"I woke up to much muggier weather yesterday, and rode the streetcar and walked to the French Market for breakfast, where I ate beignets at the Cafe du Monde (which, I understand, you aren't allowed to leave New Orleans without doing)." They were hot, odd-shaped doughnuts drowning in powdered sugar and very tasty.
Then I spent the morning in the Cabildo on Jackson Square, which is a unit of the Louisiana History Museum, "and learned about Bienville and Iberville (who [my] mother has mentioned on numerous occasions but I was clueless about), among a lot of other Louisiana history. New Orleans [like Texas] has been under six flags. Spanish, French, Brit (for a very short time), its own (after it seceded but before joining the Confederacy), Confederate, and U.S., some more than once. A very interesting place in which to be born."
At noon, I took a streetcar to the Garden District for a walking tour, thinking I'd grab a bite to eat when I got there. I ended up walking quite some distance before the tour even started, but the po' boy (New Orleans's version of a sub) sandwich I found was pretty darned good.
The first part of the walking tour was spent in one of New Orleans's aboveground cemeteries. The water table there is so high that if you dig a hole it will fill with water, and the coffins float after a heavy rain. So they build these fancy little mausoleums:
The cemetery was interesting, but not why I'd taken the tour.
"I was expecting gardens in the Garden District, for some strange reason. The rest of the tour was mostly spent pointing out famous people's houses (the lead singer of Nine Inch Nails, Anne Rice, Archie Manning) and places where movies (Cat People, Interview with a Vampire, Easy Rider, but not, to my disappointment, The Big Easy, the only New Orleans movie I've ever cared anything about) had been shot.
"There were a few (a very few -- most houses had either just lawns or they had a jungle) gardens, but they were pretty incidental to the tour.

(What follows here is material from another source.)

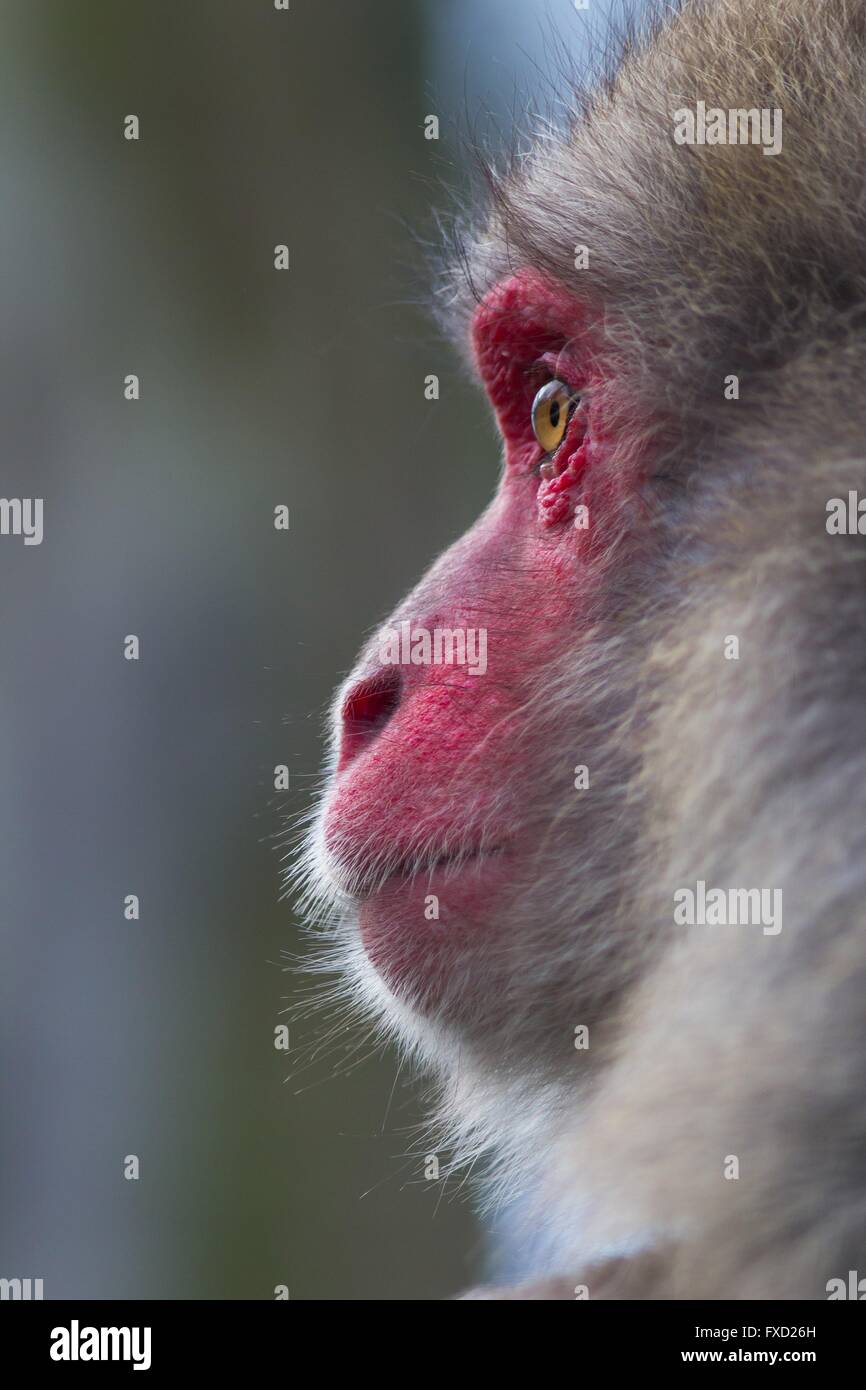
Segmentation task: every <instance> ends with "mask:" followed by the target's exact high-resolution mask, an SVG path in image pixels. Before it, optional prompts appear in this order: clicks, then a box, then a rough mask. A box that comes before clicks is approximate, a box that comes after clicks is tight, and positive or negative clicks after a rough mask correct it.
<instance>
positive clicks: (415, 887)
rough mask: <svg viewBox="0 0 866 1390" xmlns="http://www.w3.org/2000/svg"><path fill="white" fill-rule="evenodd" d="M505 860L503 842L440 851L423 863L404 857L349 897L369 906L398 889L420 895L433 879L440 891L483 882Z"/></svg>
mask: <svg viewBox="0 0 866 1390" xmlns="http://www.w3.org/2000/svg"><path fill="white" fill-rule="evenodd" d="M506 858H507V845H506V844H505V842H498V844H493V845H484V848H481V847H475V848H470V849H460V851H448V849H443V851H442V852H441V853H439V855H435V856H434V855H425V856H424V858H423V859H420V858H417V856H413V855H406V856H403V858H402V859H399V860H398V862H396V863H395V865H393V867H391V869H389V870H388V872H386V873H384V874H379V876H378V877H377V878H375V880H371V881H367V883H361V884H359V885H357V887H356V890H354V892H353V897H354V898H356V901H357V902H359V903H364V902H373V901H374V899H375V898H378V897H379V894H384V892H386V891H388V892H392V891H393V890H399V888H400V887H402V888H403V890H405V891H406V892H411V890H413V888H418V890H420V891H424V890H428V888H430V885H431V884H432V881H434V878H435V881H436V883H438V884H439V883H441V884H442V887H448V885H449V884H452V885H456V884H457V883H459V881H460V880H463V878H464V877H468V876H473V877H475V878H478V877H484V878H485V881H487V880H488V877H489V876H495V874H496V873H498V872H499V869H500V867H502V865H503V860H505V859H506Z"/></svg>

Not what I was expecting at all. Towards the end of the tour it really started getting muggy (in spite of the tour guide's insistence that it wasn't -- she obviously wouldn't have known dry weather had it walked up and kicked her in the teeth)" and I was coming down with a migraine (the second of the trip). So I left the group a little over two hours into the tour and went back to the hostel to nurse myself.
11 years ago this morning I left New Orleans, still with a pounding head, and headed up to Baton Rouge. I arrived about the middle of the morning, found a motel, turned the air conditioning on high, and crashed for a few hours.

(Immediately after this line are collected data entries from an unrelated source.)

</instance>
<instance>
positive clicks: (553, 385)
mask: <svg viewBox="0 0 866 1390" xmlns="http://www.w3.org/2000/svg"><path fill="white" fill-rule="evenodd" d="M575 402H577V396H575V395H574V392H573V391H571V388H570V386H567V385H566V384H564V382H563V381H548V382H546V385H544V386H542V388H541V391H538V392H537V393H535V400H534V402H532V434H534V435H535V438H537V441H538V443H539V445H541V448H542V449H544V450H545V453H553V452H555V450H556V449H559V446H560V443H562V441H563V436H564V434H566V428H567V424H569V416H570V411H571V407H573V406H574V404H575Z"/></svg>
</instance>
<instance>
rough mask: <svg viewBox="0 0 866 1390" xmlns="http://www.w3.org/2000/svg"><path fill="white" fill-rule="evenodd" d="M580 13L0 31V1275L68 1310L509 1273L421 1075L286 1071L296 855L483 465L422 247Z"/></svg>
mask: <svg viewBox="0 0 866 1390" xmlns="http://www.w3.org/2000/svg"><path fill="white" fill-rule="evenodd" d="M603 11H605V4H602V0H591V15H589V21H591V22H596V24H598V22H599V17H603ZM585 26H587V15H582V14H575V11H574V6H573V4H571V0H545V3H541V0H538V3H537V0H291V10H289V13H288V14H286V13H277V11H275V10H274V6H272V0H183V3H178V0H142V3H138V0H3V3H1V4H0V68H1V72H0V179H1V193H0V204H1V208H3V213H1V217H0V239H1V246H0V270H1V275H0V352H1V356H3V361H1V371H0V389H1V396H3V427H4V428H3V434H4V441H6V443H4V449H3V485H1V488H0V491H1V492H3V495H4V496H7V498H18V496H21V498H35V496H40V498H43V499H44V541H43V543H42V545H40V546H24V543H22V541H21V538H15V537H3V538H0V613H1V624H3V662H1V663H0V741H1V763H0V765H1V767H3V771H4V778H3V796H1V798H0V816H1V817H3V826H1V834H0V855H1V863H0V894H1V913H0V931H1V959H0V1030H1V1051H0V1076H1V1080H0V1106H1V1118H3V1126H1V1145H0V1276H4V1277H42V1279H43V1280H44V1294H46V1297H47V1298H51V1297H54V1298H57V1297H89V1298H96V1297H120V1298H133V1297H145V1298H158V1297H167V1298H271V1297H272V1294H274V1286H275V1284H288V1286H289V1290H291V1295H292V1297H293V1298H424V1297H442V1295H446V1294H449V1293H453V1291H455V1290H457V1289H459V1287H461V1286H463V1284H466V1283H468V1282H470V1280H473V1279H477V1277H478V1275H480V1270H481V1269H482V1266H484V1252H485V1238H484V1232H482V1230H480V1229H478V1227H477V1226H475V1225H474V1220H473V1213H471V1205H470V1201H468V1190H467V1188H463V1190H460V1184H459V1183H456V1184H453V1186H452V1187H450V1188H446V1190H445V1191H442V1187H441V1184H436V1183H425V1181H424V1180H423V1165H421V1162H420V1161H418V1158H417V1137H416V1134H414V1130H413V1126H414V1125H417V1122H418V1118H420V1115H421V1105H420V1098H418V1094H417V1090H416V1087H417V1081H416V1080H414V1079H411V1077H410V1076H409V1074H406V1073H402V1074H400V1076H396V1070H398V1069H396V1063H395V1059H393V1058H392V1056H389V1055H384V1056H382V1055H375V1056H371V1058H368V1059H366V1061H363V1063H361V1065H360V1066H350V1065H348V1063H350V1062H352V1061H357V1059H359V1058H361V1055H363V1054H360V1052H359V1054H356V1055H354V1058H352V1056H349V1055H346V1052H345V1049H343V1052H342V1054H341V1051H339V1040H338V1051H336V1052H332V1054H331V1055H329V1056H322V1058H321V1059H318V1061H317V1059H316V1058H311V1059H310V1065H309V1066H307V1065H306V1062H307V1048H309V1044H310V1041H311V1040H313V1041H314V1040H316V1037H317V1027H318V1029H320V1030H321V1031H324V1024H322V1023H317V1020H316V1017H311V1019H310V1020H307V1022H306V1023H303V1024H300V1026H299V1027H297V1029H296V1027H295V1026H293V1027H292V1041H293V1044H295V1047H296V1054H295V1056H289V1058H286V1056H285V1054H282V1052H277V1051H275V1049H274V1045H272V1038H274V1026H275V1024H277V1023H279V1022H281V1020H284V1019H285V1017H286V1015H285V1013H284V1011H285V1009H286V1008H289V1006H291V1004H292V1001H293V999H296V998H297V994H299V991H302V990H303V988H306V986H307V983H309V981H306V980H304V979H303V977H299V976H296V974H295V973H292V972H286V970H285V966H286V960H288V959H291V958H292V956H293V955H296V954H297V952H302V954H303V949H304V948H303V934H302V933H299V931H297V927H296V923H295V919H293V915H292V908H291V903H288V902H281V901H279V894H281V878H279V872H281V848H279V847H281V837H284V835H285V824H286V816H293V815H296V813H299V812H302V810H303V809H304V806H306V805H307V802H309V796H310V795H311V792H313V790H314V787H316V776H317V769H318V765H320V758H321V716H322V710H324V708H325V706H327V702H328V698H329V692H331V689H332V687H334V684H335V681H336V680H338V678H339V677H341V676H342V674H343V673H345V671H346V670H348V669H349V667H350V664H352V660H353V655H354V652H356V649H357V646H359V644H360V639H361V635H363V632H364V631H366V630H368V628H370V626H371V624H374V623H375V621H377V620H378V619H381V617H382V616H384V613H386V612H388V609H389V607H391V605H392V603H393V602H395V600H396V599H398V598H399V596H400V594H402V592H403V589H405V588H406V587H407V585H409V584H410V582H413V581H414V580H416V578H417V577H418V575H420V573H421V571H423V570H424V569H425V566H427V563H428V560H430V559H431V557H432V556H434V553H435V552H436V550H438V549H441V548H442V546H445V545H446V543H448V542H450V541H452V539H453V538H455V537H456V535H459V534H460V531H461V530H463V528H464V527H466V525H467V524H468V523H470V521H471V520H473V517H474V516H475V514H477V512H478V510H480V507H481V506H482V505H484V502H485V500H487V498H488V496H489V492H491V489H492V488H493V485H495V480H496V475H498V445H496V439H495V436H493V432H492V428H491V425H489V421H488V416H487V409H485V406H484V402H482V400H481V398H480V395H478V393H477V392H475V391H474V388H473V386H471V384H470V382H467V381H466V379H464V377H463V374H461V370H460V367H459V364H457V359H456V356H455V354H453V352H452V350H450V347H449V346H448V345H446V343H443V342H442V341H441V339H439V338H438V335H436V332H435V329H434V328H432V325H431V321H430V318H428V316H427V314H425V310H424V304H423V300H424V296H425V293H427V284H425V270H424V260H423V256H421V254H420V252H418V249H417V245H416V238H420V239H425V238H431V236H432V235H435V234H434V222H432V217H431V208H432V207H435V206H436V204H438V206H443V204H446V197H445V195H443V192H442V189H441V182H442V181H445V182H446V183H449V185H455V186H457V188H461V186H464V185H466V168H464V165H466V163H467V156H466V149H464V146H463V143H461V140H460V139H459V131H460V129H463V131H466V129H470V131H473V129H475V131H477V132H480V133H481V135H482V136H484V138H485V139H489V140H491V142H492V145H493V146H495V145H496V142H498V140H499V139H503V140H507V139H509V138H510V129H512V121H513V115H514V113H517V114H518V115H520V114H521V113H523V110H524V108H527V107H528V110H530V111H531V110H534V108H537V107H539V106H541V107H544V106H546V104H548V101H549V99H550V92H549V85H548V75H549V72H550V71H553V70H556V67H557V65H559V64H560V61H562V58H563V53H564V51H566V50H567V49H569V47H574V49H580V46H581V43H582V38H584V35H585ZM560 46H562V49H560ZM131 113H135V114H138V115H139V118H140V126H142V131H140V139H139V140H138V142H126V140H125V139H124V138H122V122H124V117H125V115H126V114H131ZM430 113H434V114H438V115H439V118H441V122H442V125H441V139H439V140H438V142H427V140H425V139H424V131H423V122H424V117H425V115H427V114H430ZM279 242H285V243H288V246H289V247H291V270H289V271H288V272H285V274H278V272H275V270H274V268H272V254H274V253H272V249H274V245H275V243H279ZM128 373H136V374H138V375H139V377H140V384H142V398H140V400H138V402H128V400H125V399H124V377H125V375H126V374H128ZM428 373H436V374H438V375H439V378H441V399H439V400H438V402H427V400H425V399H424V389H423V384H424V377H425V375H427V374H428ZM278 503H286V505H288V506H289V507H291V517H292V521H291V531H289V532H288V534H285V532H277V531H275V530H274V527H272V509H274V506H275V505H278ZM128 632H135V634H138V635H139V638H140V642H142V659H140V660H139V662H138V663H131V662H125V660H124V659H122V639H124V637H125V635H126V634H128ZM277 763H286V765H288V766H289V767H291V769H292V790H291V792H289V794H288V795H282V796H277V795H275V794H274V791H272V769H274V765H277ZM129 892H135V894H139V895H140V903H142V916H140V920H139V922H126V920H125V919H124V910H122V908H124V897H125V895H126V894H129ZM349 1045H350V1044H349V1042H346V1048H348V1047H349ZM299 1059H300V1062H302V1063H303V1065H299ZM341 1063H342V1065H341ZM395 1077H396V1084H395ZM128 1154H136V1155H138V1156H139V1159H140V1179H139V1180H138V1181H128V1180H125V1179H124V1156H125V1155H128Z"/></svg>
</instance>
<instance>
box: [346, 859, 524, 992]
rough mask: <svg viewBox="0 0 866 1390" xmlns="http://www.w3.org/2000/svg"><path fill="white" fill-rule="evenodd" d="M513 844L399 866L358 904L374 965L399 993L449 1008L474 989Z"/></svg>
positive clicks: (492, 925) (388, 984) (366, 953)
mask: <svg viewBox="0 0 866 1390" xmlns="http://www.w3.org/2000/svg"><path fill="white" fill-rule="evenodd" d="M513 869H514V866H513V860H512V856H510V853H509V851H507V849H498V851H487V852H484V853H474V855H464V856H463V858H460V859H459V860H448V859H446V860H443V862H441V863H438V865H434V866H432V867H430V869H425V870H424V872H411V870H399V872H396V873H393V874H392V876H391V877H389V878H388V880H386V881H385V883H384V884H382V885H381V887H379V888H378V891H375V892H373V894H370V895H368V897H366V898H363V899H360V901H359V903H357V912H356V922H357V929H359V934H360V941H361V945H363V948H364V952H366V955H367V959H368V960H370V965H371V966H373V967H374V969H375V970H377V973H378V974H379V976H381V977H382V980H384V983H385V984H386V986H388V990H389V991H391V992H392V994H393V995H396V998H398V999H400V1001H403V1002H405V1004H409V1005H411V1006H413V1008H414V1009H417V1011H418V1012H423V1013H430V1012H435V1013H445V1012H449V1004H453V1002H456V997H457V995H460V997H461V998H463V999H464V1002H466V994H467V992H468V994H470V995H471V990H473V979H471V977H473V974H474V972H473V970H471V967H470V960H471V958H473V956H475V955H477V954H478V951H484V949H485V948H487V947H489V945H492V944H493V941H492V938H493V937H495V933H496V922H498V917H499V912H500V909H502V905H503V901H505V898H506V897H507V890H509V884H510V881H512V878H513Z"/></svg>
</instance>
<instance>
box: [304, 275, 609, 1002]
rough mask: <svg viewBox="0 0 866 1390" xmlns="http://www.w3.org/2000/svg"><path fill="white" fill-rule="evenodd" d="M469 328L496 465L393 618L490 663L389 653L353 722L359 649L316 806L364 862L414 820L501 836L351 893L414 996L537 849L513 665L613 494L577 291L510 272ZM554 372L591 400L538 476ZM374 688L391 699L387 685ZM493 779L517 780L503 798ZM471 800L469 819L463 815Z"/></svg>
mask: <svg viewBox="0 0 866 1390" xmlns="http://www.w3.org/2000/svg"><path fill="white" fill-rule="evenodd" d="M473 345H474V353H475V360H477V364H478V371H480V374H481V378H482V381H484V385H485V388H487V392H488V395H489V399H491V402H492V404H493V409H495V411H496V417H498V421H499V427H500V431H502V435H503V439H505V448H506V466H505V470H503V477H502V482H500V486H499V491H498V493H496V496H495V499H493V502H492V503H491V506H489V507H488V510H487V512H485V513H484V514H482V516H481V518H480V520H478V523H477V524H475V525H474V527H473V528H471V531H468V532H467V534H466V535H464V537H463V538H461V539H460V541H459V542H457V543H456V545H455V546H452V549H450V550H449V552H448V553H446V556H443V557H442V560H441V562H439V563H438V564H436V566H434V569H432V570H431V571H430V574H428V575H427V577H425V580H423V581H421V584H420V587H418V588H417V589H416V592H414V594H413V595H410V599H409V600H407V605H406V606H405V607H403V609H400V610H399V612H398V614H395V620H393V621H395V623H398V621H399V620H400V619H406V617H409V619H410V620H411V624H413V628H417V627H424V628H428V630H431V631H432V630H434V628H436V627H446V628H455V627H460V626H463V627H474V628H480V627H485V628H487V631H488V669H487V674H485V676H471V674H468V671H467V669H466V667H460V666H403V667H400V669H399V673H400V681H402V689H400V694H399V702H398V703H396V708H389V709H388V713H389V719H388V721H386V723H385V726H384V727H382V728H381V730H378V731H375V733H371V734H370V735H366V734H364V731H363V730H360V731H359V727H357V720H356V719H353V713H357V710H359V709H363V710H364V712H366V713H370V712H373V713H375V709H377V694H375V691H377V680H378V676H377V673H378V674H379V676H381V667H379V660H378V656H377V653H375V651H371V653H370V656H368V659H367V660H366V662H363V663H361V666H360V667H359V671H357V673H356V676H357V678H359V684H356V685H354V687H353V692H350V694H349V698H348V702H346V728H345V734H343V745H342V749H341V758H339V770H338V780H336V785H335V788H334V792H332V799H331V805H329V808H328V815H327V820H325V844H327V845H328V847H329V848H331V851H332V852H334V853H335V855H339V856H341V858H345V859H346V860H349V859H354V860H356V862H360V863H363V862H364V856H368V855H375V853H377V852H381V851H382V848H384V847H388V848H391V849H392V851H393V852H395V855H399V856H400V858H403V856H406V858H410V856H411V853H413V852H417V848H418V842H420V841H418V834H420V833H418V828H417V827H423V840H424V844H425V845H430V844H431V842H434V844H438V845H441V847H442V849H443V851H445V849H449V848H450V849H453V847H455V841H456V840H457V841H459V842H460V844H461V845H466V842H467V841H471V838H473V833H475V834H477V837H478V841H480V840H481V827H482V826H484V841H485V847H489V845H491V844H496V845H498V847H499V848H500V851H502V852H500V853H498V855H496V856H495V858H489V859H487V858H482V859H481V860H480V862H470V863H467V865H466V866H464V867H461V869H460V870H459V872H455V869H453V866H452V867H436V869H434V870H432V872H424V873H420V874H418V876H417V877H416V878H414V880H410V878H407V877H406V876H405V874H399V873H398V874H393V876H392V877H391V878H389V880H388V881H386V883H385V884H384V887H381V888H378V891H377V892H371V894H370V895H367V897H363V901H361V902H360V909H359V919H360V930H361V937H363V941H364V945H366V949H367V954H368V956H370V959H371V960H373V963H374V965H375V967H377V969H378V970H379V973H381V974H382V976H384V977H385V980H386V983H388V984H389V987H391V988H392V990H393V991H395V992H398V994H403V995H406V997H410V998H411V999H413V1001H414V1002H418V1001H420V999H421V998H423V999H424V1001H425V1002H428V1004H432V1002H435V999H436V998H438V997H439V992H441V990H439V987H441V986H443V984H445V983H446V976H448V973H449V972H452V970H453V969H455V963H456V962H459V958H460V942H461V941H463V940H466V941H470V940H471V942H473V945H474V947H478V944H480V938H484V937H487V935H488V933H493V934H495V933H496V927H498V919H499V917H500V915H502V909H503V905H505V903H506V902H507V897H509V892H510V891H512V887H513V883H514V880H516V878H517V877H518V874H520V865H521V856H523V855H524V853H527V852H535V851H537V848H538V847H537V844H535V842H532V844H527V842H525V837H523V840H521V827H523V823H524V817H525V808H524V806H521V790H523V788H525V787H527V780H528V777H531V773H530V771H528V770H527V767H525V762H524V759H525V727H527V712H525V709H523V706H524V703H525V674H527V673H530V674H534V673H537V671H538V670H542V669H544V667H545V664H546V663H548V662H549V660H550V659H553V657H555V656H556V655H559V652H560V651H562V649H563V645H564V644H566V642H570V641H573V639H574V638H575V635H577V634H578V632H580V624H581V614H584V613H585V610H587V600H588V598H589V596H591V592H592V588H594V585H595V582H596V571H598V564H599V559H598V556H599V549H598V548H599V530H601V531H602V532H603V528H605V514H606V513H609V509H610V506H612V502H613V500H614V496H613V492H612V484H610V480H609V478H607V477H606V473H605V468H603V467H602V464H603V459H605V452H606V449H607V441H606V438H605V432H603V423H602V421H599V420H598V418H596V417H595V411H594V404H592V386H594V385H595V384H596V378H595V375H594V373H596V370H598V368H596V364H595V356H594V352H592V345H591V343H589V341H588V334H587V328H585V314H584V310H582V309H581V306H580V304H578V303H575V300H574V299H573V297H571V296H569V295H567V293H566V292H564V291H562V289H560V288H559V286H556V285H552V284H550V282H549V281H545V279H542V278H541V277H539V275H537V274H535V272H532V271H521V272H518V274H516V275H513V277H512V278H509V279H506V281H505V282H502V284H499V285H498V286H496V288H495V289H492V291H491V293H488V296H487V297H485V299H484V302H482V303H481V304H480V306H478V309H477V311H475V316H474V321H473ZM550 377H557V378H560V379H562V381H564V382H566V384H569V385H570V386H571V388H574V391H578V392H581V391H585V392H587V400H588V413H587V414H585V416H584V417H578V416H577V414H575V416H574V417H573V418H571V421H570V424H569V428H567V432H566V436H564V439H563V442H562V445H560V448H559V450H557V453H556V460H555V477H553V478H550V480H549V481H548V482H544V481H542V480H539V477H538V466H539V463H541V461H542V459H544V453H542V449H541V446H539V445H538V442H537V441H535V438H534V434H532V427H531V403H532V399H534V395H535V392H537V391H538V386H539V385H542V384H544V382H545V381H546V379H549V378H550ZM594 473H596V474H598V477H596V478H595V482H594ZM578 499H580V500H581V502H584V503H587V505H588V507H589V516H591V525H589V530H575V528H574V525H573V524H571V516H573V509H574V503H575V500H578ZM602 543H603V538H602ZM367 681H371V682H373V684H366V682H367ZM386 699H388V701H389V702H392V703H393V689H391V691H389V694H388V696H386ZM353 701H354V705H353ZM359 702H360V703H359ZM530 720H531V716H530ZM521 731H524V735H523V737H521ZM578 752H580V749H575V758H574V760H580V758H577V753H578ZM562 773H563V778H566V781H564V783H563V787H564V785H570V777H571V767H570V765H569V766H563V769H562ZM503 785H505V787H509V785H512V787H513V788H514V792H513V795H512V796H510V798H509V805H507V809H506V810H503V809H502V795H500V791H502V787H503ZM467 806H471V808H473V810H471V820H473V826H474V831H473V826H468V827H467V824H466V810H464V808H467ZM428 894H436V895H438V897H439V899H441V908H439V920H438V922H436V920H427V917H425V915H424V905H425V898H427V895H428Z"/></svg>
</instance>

In the afternoon I went out to see the Louisiana State University campus. My father graduated from LSU in, I want to say 1948, with a degree in petroleum engineering, so I was interested in trying to find things that might have been there when he was, which I didn't have a whole lot of luck doing. He has his name on a plaque there, too, because once upon a time not long after he died, my sisters and I contributed to a scholarship in his name, but I couldn't find it, either.
"Oh, and I happened to arrive on the day of the LSU/ Ole Miss (University of Mississippi) football game." For Washingtonians, that's like the Apple Cup. Or for Indianans, like the Indiana University/Purdue game (my grad school alma mater is IU, so my favorite team is IU and whoever beats Purdue). Anyway, it made getting around campus somewhat problematic.
So I gave up on finding anything on campus, went to the public library and did email, went back to the motel, and crashed again.
Migraines while traveling are, if possible, even worse than one when I'm at home.